Understanding the modern data stack, and why open-source matters
Every organization’s data goes through a complex journey every single day. It’s collected, moved, transformed, explored, and analyzed to inform business decisions. Along the way, it must be safeguarded from errors and checked for quality.
As you might expect, there’s a huge array of platforms and tools designed to cover every step of this process. The “modern data stack” is one framework used to conceptualize how different data tools work together to allow a complete data journey.
But there’s more to it than that.
In this post, we’ll dive into what exactly a data stack is, what makes one modern, and how data stacks will continue to modernize in upcoming years.
We’ll also cover an important decision you’ll need to make as you design your stack: whether to use open-source components.
What is the modern data stack?
To get at the definition of the modern data stack, it helps to take a quick tour of the evolution of the term.
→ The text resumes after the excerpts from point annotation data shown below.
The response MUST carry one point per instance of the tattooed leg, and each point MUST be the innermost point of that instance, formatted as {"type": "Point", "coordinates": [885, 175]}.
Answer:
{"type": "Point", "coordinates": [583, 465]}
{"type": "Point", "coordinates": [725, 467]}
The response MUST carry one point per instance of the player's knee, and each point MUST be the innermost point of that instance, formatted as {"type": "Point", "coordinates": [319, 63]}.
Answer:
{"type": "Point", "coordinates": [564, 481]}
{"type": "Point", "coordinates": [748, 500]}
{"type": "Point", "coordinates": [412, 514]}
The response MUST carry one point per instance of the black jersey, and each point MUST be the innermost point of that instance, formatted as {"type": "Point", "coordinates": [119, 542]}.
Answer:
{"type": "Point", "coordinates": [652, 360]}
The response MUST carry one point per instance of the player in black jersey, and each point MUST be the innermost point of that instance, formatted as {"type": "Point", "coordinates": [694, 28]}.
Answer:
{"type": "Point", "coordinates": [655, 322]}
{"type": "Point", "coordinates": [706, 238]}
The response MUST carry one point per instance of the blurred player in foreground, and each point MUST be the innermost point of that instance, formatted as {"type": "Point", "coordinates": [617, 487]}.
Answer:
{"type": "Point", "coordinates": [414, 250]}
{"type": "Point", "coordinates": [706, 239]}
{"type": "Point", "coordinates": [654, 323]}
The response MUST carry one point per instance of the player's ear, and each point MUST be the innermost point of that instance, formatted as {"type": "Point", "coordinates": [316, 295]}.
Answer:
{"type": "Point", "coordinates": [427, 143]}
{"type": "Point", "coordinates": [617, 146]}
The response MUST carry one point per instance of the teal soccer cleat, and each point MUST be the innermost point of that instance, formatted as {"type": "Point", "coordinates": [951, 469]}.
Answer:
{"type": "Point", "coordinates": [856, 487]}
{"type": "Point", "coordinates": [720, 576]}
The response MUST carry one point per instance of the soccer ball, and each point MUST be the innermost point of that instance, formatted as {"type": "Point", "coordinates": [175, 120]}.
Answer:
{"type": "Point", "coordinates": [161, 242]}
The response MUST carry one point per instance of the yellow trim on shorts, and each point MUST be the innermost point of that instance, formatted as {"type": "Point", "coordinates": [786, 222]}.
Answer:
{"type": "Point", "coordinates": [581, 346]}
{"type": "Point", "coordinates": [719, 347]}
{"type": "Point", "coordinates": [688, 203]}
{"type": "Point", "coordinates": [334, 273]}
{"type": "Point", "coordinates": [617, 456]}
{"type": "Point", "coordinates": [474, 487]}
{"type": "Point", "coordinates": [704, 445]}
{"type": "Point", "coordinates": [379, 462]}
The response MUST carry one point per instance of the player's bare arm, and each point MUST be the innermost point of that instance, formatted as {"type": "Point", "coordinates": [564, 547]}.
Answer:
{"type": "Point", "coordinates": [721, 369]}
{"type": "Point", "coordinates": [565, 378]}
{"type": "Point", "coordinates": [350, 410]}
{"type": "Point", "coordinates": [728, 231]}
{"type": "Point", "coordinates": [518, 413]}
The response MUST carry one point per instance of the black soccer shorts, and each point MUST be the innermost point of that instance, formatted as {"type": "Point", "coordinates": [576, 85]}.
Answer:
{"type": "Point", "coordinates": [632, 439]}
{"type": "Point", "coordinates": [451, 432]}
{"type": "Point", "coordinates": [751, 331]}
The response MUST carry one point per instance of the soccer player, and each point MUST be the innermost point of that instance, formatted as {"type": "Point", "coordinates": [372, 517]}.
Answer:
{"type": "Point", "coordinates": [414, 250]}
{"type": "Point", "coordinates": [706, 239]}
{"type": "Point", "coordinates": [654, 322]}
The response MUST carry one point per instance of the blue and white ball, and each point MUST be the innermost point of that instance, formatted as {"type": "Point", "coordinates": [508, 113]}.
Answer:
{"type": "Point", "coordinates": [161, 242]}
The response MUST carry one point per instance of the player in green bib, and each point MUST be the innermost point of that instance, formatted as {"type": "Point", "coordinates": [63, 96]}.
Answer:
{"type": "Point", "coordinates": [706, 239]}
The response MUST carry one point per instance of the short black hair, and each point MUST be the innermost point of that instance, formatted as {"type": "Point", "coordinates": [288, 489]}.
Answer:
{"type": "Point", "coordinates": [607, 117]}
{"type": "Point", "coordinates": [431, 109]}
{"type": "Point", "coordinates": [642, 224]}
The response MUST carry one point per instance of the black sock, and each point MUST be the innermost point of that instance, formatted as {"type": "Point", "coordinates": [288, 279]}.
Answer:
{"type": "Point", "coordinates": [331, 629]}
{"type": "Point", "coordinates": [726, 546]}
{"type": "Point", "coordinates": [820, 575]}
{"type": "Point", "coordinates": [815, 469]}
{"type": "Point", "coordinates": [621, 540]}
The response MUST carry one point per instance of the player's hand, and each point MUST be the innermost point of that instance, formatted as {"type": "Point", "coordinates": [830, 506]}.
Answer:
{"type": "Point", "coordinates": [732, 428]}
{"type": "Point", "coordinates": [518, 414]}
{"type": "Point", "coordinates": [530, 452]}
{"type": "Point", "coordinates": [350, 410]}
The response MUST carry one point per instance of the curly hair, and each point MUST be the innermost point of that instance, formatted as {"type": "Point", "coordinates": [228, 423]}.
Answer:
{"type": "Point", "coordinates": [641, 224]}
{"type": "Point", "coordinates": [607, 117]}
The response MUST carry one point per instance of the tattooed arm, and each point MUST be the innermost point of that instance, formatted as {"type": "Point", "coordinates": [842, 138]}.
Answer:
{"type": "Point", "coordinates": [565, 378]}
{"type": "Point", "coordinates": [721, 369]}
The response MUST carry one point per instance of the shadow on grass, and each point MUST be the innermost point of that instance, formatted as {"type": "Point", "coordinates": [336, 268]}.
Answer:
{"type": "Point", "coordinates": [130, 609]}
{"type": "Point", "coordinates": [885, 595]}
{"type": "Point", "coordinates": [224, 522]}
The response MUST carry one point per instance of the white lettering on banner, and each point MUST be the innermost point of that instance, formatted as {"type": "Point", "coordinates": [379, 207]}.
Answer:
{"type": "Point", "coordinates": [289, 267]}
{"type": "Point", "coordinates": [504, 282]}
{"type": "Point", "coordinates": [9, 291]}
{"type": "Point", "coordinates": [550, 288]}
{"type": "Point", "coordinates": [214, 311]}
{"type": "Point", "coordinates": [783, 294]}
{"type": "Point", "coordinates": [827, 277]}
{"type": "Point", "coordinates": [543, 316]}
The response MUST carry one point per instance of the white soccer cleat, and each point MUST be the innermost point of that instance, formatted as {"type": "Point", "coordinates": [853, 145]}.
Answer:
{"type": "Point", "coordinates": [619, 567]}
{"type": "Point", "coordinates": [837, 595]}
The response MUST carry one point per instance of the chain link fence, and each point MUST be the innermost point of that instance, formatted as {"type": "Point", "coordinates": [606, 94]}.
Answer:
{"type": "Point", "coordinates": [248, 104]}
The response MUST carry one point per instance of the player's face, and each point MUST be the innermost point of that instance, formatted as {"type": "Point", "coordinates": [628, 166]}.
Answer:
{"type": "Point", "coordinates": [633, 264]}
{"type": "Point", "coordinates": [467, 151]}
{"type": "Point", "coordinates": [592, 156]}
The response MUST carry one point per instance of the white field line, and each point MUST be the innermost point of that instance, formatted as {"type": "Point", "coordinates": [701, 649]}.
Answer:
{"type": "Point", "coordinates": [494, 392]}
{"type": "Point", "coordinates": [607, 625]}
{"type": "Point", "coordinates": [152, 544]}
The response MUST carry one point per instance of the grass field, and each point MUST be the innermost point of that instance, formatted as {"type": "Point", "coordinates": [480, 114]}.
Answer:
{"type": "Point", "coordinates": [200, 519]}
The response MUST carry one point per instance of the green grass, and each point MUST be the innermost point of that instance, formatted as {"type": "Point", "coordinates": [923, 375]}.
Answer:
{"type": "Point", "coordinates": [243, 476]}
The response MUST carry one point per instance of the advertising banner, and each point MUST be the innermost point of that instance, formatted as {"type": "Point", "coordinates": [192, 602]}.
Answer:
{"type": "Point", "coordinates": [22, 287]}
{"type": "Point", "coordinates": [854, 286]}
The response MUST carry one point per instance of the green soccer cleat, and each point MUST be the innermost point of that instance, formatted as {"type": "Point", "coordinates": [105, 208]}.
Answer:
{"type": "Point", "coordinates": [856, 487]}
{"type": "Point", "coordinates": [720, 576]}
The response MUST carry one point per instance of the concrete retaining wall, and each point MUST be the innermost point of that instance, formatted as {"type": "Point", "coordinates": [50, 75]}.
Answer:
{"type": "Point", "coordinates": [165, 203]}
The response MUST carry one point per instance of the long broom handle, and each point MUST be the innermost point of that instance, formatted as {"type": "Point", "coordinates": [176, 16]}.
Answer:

We begin with the overarching grandparent term: the technology stack, or tech stack. A tech stack is a combination of different technology systems used to build a product or service. This term generally applies to software development, but can be further categorized by specific functional area.
This leads us to our next term: the data stack. A data stack is a type of tech stack designed to facilitate the storage, access, and management of data.
Finally, we get to the modern data stack. What exactly makes a data stack modern? That depends on who you ask, but one of the biggest indicators is the cloud-based architecture of its components, specifically data warehouses and SaaS.
Older data stacks were limited in speed and scale. Analytics were slow because they pulled from data storage systems that weren’t optimized for that purpose. The data pipelines that connected other systems were typically ad-hoc, prone to breakage, and introduced latency. But most importantly, everything was on-premise. Even advances in storage and tools, like the advent of OLAP data warehouses, couldn’t remove the limitations that came with using physical servers.
What we know as the “modern data stack” came about in the mid-2010s, as cloud-based technology became the status quo. It wasn’t an overnight change: first, Amazon Web Services, Google Cloud, and Microsoft Azure made general-purpose cloud storage widely available. Then solutions (like the analytics-focused Vertica) that you could self-host either on-premises or on a cloud platform of your choosing.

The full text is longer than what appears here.